Ah, the mouse story. Greg Sargent over at The Plum Line, a Washington Post Company Publication, takes this one apart pretty easily. (If I were using Megyn Kelly's criteria, I would have just written "According to the Washington Post" and left it at that. But as that's misleading, I won't do it - sorry.). Sargent states first off that there isn't any provision in the bill for the mice in Speaker Pelosi's district. He then explains how the falsehood made it into the mainstream:
Yesterday a House Republican leadership staffer circulated a background email, which I obtained, charging that GOP staffers had been told by an unnamed Federal agency that if it got money from the stim package, it would spend “thirty million dollars for wetland restoration in the San Francisco Bay Area — including work to protect the Salt Marsh Harvest Mouse.”

The GOP staffer’s email didn’t say what agency it was. It didn’t say the money was actually in the package — just that an unnamed agency had said they would spend it on that if they got it.

But conservatives picked up the claim and began stating as fact that the mouse money was in the bill.
An unverified and unnamed federal agency leaking info to GOP staffers about non-specific language in the bill, and the non-specific word "would" and BAM! the wingnuts have themselves a fact.

Even though it's not.

Ah, the right-wing echo machine. Ain't it grand?

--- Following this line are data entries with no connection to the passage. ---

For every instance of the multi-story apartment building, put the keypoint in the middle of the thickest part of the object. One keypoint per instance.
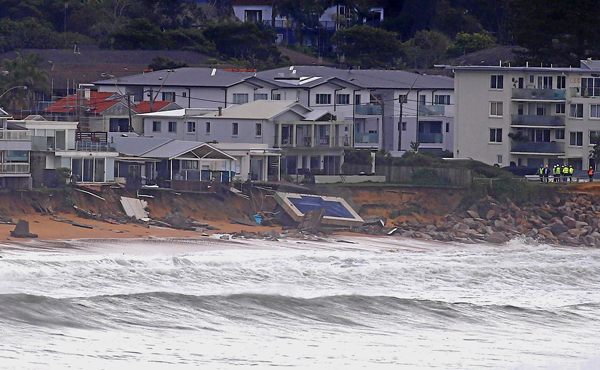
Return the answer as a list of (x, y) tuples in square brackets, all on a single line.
[(527, 116)]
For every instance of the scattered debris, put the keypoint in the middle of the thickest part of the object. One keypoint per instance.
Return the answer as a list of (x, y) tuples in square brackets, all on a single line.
[(22, 230)]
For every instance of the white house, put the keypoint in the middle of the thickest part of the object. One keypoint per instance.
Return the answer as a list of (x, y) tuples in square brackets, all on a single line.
[(309, 140), (15, 149)]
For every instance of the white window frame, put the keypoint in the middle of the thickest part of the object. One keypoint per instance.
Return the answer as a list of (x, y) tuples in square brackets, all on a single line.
[(495, 135), (240, 98), (496, 108)]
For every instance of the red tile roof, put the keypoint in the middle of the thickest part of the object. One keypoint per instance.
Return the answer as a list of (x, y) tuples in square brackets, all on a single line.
[(97, 103), (144, 106)]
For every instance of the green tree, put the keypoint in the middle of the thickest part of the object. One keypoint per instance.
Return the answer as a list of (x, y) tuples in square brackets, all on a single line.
[(467, 43), (367, 47), (426, 49), (160, 62), (451, 20), (22, 72), (557, 32), (246, 42)]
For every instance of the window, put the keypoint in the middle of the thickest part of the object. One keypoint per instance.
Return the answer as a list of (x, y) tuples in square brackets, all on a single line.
[(342, 99), (496, 108), (442, 99), (576, 110), (168, 96), (497, 82), (576, 138), (495, 135), (544, 82), (590, 87), (191, 127), (254, 16), (240, 98), (323, 99)]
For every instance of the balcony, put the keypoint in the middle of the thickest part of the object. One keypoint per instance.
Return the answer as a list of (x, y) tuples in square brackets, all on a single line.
[(428, 138), (369, 110), (537, 121), (366, 138), (538, 94), (586, 92), (532, 147), (14, 168), (432, 110), (15, 135)]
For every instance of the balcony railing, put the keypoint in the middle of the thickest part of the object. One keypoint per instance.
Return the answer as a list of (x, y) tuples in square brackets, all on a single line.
[(16, 168), (585, 92), (523, 120), (87, 146), (432, 110), (366, 138), (428, 138), (538, 147), (538, 94), (369, 109), (15, 135)]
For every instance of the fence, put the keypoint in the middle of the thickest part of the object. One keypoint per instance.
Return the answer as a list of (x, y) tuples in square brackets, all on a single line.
[(423, 175)]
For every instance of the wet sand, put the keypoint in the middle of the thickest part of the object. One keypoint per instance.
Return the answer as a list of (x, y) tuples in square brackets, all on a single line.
[(48, 229)]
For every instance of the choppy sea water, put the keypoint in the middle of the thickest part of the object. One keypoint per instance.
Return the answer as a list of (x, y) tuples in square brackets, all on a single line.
[(374, 303)]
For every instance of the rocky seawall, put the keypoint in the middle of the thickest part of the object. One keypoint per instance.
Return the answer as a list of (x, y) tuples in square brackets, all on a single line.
[(564, 219)]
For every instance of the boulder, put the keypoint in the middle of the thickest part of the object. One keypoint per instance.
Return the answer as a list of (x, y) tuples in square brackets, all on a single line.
[(558, 228), (496, 238), (22, 230)]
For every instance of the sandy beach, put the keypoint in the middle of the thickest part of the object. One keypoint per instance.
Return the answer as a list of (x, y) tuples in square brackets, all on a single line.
[(47, 228)]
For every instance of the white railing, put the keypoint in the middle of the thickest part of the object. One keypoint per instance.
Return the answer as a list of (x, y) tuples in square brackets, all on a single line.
[(14, 168), (15, 135)]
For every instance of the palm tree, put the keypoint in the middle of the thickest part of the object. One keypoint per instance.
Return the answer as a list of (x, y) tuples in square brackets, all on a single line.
[(22, 71)]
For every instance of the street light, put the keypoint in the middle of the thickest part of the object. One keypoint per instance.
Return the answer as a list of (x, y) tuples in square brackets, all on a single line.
[(12, 88)]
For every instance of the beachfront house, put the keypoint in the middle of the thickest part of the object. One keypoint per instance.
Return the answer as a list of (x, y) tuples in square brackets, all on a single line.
[(309, 140), (15, 149), (59, 144), (178, 164)]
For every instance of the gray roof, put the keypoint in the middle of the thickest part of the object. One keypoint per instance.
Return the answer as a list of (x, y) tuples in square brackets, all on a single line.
[(186, 77), (369, 78), (261, 109), (149, 147)]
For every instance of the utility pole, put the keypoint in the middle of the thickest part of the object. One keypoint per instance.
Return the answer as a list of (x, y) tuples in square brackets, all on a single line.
[(401, 99), (129, 110)]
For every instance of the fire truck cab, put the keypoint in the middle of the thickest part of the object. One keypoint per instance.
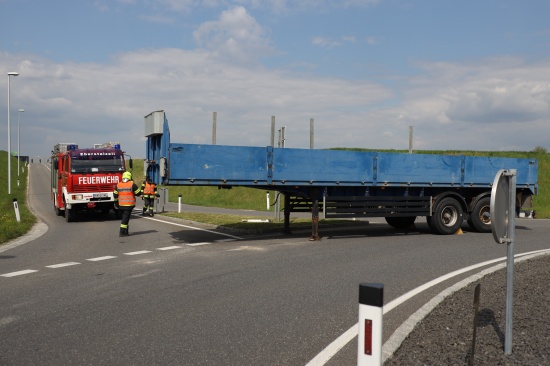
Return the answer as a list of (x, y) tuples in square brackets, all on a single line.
[(84, 179)]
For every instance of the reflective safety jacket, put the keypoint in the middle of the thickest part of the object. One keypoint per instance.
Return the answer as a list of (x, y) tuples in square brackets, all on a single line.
[(125, 193), (149, 189)]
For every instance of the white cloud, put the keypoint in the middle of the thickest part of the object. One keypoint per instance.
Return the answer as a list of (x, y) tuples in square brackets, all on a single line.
[(234, 36)]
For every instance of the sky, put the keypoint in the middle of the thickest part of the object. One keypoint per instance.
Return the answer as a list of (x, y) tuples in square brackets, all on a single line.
[(465, 75)]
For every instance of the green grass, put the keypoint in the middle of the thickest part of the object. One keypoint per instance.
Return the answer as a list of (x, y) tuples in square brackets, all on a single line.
[(10, 228)]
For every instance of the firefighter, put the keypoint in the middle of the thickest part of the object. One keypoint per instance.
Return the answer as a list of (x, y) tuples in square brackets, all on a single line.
[(125, 200), (149, 190)]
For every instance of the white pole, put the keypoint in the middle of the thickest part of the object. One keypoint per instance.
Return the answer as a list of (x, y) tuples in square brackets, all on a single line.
[(9, 132), (510, 260), (16, 207), (18, 144), (369, 340)]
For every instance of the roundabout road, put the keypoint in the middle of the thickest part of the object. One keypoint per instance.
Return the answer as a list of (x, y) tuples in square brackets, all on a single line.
[(173, 295)]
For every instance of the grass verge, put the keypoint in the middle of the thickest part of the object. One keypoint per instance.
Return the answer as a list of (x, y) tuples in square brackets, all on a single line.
[(10, 228)]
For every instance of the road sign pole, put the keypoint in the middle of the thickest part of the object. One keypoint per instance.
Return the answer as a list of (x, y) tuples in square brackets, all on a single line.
[(510, 261), (503, 225)]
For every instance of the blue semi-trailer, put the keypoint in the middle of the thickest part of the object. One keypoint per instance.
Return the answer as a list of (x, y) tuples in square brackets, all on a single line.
[(446, 189)]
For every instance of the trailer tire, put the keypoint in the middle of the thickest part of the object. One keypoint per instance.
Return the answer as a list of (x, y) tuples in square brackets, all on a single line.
[(70, 214), (430, 223), (480, 218), (448, 216), (401, 222)]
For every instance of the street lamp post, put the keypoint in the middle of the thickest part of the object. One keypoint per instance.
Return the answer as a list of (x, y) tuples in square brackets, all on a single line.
[(18, 144), (13, 73)]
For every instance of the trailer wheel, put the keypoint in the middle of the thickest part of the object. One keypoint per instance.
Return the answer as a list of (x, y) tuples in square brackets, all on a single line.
[(447, 217), (401, 222), (480, 218), (430, 223)]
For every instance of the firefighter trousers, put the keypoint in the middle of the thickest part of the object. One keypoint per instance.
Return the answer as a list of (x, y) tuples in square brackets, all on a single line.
[(125, 221)]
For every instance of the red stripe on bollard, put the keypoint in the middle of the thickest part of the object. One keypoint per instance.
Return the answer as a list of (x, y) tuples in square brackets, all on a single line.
[(368, 337)]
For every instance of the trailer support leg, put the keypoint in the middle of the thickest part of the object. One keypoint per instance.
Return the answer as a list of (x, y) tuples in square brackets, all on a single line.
[(286, 229), (315, 217)]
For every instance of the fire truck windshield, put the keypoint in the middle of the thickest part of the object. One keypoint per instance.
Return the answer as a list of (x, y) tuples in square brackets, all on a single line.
[(98, 162)]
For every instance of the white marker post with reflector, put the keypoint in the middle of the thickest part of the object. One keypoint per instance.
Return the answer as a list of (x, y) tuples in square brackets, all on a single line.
[(369, 341)]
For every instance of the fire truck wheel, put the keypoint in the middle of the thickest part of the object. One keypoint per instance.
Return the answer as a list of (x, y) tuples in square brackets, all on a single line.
[(57, 211), (70, 215)]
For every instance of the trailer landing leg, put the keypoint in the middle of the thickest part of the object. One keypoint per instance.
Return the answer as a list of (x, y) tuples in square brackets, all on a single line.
[(286, 229), (315, 220)]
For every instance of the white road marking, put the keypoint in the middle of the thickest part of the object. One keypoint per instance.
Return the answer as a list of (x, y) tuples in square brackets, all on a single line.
[(19, 273), (195, 228), (138, 252), (66, 264), (101, 258), (325, 355), (170, 248)]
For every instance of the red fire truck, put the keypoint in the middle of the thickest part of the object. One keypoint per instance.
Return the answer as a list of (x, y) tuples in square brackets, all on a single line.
[(84, 179)]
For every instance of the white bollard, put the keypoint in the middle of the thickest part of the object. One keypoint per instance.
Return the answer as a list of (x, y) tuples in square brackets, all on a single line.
[(369, 340), (16, 207)]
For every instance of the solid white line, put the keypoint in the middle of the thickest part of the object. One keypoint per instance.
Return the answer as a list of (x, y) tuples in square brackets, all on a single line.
[(19, 273), (138, 252), (63, 265), (195, 228), (101, 258), (325, 355), (170, 248)]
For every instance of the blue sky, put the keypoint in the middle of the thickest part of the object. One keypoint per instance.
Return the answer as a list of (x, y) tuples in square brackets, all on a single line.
[(467, 75)]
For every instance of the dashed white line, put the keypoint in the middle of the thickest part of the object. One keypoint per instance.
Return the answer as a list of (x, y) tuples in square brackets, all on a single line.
[(138, 252), (197, 244), (101, 258), (19, 273), (66, 264), (170, 248)]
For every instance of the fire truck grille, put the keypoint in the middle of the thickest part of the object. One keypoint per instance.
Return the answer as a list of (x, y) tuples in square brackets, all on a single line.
[(93, 188)]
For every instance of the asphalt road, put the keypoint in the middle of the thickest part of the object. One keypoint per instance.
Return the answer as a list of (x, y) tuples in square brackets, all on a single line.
[(172, 294)]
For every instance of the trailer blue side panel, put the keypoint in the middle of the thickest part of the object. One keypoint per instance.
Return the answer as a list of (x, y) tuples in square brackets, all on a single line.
[(192, 164), (217, 164), (322, 167)]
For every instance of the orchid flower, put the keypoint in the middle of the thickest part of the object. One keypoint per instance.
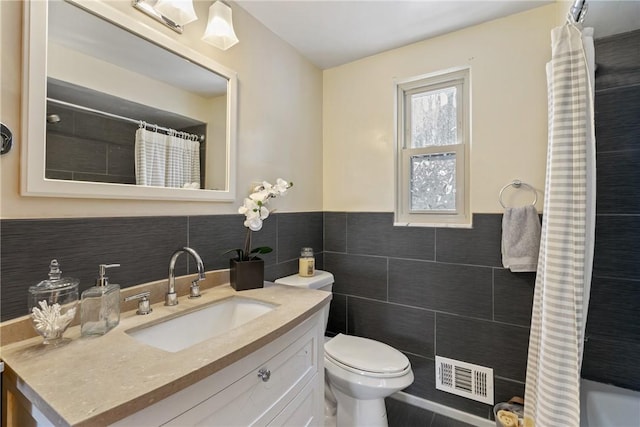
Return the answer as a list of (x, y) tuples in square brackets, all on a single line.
[(255, 212)]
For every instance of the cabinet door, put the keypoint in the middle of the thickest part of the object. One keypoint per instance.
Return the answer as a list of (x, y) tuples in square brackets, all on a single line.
[(303, 410), (262, 393)]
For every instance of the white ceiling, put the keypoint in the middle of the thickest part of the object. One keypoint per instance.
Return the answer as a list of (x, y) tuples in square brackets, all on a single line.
[(335, 32)]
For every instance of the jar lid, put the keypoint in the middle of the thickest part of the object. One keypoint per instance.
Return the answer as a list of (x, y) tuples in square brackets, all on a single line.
[(55, 280)]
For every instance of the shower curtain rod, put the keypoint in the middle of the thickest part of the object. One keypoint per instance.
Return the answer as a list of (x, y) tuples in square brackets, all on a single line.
[(200, 138), (579, 10)]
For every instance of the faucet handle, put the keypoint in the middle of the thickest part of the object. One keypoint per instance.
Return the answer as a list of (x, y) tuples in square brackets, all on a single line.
[(195, 289), (144, 305)]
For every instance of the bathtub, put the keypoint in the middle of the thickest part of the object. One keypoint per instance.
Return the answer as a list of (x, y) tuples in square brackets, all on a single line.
[(603, 405)]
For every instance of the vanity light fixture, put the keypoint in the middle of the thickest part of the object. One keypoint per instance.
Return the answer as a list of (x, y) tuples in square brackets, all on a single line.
[(148, 7), (175, 14), (219, 30), (179, 11)]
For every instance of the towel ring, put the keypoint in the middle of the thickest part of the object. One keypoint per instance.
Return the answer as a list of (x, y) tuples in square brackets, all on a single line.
[(516, 183)]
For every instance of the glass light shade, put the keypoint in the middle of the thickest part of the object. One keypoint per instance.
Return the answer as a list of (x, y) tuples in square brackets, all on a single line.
[(179, 11), (219, 30)]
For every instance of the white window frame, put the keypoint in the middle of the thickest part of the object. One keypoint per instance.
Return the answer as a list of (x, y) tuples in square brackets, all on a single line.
[(461, 217)]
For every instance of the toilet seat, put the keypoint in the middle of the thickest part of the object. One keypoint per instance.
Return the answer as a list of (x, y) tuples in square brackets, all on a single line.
[(366, 357)]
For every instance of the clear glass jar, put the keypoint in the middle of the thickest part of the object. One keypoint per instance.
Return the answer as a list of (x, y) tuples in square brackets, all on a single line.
[(53, 304), (307, 263)]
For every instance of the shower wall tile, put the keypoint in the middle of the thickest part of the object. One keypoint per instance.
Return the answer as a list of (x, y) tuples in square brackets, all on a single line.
[(499, 346), (121, 160), (460, 289), (617, 253), (618, 60), (612, 362), (479, 245), (618, 180), (513, 296), (335, 231), (299, 230), (75, 155), (405, 328), (622, 130), (614, 305), (80, 176), (613, 337), (358, 275), (374, 234)]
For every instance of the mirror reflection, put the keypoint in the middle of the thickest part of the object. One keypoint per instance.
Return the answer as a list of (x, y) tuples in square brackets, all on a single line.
[(123, 110)]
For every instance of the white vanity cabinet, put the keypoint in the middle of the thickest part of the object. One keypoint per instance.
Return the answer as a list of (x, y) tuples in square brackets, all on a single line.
[(279, 384)]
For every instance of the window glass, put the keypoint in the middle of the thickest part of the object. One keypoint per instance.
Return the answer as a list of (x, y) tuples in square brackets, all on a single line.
[(433, 182), (434, 118)]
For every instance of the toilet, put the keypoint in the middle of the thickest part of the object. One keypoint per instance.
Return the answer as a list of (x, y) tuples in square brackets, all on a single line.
[(359, 372)]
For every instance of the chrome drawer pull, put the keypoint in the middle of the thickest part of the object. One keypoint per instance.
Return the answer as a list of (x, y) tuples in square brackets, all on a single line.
[(265, 374)]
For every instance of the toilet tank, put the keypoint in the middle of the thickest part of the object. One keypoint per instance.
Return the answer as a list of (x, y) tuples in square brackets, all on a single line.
[(321, 280)]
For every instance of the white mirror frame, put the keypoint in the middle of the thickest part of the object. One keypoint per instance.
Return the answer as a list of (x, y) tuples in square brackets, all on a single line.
[(33, 156)]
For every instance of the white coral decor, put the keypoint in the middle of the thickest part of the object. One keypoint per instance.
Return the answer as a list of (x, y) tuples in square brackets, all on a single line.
[(49, 321)]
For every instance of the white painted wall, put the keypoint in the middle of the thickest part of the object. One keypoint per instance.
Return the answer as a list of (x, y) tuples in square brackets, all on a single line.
[(279, 125), (509, 112), (335, 130)]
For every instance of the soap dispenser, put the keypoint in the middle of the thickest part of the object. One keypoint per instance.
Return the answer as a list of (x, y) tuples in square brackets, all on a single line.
[(100, 305)]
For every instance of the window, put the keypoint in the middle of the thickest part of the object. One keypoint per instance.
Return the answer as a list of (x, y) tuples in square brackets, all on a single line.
[(432, 159)]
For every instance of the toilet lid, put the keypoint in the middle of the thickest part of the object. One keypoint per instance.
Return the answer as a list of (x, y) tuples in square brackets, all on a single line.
[(367, 355)]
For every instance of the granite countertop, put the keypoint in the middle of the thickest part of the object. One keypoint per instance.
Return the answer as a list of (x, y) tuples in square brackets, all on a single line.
[(99, 380)]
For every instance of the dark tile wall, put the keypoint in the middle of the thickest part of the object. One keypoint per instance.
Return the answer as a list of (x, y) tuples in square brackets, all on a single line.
[(142, 245), (613, 330), (428, 291), (425, 291), (86, 147)]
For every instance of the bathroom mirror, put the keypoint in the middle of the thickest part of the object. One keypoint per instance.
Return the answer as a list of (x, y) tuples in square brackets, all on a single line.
[(98, 82)]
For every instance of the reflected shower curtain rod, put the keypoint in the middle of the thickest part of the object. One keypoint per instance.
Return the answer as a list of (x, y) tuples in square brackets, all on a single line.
[(579, 10), (200, 138)]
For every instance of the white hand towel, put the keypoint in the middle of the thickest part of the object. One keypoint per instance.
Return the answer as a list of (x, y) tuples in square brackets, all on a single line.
[(520, 238)]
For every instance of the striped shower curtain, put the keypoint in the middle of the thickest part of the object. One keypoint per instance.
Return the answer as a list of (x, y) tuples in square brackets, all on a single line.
[(561, 298), (166, 160)]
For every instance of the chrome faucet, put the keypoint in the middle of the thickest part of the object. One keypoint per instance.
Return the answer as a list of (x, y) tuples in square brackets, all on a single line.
[(172, 298)]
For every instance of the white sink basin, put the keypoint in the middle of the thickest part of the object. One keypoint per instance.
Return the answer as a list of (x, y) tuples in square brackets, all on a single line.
[(196, 326)]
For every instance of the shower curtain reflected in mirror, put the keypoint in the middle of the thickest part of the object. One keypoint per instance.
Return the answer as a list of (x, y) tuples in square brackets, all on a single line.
[(561, 298), (171, 160)]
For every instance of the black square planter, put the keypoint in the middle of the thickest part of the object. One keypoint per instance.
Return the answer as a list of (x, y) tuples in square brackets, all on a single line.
[(246, 274)]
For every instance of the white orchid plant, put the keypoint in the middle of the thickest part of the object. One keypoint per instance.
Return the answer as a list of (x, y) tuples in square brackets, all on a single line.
[(255, 211)]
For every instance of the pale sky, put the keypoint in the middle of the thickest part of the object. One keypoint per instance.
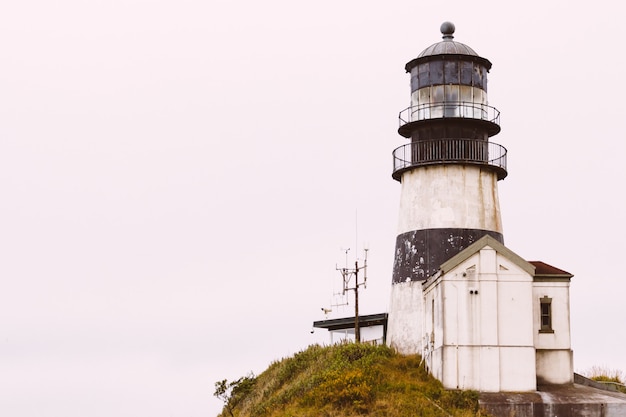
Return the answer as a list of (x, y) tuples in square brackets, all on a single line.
[(178, 180)]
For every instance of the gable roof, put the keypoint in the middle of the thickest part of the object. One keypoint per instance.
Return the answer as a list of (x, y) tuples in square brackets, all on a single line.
[(543, 270), (492, 243)]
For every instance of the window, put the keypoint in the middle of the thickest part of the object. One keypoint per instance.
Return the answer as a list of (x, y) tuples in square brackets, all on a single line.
[(546, 315)]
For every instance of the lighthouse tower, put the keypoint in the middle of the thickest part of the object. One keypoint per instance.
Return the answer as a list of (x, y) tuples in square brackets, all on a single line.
[(448, 172)]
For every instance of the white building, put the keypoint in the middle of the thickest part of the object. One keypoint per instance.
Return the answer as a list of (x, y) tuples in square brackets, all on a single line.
[(482, 317)]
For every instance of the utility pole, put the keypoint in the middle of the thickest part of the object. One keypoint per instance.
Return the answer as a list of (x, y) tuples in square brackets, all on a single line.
[(347, 275)]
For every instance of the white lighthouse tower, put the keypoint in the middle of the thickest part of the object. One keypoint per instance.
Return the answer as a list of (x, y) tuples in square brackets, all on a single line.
[(481, 316), (448, 171)]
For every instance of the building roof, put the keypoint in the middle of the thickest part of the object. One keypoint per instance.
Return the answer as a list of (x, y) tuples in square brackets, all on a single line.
[(544, 270), (487, 240), (348, 322)]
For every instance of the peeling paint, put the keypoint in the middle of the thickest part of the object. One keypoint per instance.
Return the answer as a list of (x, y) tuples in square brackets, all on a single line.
[(420, 253)]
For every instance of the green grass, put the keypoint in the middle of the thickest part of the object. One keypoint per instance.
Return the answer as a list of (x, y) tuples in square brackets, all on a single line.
[(351, 380)]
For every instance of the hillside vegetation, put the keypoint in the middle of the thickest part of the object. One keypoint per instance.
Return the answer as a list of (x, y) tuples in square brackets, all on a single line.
[(351, 379)]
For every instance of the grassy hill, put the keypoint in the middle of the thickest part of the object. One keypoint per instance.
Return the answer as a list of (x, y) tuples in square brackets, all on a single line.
[(345, 380)]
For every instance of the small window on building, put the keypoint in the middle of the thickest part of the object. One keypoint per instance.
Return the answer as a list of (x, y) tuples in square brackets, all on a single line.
[(546, 315)]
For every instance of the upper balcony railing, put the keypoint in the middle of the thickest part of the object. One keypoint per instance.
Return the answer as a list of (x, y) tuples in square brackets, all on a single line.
[(450, 109), (450, 151)]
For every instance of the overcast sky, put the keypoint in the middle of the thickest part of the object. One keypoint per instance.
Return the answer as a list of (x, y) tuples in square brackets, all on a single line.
[(178, 180)]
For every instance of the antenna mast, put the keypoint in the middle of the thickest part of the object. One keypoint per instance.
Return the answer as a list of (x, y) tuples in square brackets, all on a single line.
[(347, 274)]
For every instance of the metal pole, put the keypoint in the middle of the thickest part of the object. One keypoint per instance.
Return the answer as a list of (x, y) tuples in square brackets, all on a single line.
[(357, 330)]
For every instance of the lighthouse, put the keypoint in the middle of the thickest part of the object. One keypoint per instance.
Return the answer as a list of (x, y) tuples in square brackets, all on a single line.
[(448, 170), (481, 316)]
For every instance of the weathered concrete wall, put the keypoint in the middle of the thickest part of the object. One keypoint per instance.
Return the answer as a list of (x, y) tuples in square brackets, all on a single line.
[(405, 320), (449, 196), (479, 325), (555, 362)]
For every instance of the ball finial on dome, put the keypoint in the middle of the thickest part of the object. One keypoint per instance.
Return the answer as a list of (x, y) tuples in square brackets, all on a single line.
[(447, 29)]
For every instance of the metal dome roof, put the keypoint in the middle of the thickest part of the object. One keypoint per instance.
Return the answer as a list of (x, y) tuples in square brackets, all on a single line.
[(447, 45)]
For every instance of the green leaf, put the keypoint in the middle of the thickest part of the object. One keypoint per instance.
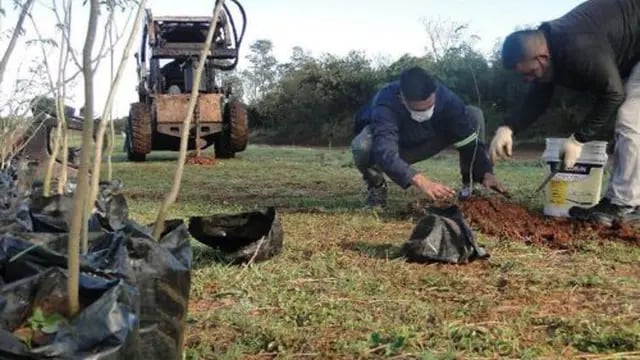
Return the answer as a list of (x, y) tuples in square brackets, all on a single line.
[(37, 318), (52, 324), (376, 339)]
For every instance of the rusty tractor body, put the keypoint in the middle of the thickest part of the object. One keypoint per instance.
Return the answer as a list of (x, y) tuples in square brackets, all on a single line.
[(155, 122)]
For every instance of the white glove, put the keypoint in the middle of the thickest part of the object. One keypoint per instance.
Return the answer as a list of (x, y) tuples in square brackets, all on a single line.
[(570, 152), (501, 144)]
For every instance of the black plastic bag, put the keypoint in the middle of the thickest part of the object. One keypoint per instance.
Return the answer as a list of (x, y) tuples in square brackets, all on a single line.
[(161, 270), (53, 214), (106, 328), (256, 235), (27, 254), (443, 236)]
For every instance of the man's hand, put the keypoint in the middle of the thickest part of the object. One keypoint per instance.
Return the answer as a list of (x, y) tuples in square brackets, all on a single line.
[(433, 189), (491, 182), (570, 152), (502, 144)]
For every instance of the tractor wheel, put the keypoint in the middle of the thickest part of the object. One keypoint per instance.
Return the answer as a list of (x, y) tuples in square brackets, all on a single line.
[(235, 134), (139, 132)]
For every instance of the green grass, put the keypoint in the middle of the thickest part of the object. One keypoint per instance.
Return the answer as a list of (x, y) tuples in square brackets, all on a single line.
[(337, 291)]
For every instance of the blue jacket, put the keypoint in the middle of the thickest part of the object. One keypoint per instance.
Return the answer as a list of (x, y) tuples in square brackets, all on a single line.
[(393, 128)]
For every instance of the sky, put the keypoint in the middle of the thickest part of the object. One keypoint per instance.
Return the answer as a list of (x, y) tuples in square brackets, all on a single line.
[(382, 29)]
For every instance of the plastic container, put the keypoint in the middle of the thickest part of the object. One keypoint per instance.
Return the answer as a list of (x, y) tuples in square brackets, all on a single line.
[(578, 186)]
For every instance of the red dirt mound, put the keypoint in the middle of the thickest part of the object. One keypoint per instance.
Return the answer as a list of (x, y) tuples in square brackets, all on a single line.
[(494, 216)]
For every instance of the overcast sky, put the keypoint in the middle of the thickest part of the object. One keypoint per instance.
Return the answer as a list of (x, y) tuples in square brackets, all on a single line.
[(380, 28)]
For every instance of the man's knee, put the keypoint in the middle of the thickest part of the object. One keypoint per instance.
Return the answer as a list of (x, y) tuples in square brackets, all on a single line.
[(477, 116), (361, 146), (629, 116)]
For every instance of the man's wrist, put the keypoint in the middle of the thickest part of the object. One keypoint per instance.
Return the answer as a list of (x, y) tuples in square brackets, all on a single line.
[(578, 138)]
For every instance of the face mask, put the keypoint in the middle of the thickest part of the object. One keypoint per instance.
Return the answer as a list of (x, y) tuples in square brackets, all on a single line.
[(422, 116)]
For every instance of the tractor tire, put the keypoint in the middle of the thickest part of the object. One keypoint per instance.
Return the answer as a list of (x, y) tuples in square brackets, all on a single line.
[(139, 133), (235, 134)]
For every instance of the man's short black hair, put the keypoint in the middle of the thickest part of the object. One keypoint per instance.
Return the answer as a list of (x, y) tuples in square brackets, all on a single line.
[(416, 84), (514, 48)]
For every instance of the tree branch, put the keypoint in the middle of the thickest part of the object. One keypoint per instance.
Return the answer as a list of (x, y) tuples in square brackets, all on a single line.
[(14, 38)]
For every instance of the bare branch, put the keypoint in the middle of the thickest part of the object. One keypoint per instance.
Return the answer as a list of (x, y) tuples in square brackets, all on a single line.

You just gotta love their epistimological criteria.

And Jack couldn't resist some more spin:
"Some of the projects bear the prime characteristics of pork -- tailored to benefit specific interests or to have thinly disguised links to local projects," said the Associated Press.
But here's the section of the AP analysis he quotes:

OBAMA: "Not a single pet project," he told the news conference. "Not a single earmark."

THE FACTS: There are no "earmarks," as they are usually defined, inserted by lawmakers in the bill. Still, some of the projects bear the prime characteristics of pork - tailored to benefit specific interests or to have thinly disguised links to local projects.

For example, the latest version contains $2 billion for a clean-coal power plant with specifications matching one in Mattoon, Ill., $10 million for urban canals, $2 billion for manufacturing advanced batteries for hybrid cars, and $255 million for a polar icebreaker and other "priority procurements" by the Coast Guard.

But didn't Jack Kelly JUST SAY that Obama was being "disengenous" when asserting "no earmarks"? And doesn't the AP article he quotes say there are NO EARMARKS? Does Jack Kelly really want to have it both ways? Because he can't. Honestly.

I could go on, but considering these huge blunders in the text, do I really need to?

1 comment:

Clyde Wynant said...

Amazing that pork is only pork when the project is in a Democratically-controlled district, isn't it? I wonder if Timbo Murphy considers the local Vet's commissary "pork," or just a "much needed project."

These people are sick. Worst yet, they seem unable to realize that the Rapture has occurred, and they've been "left behind."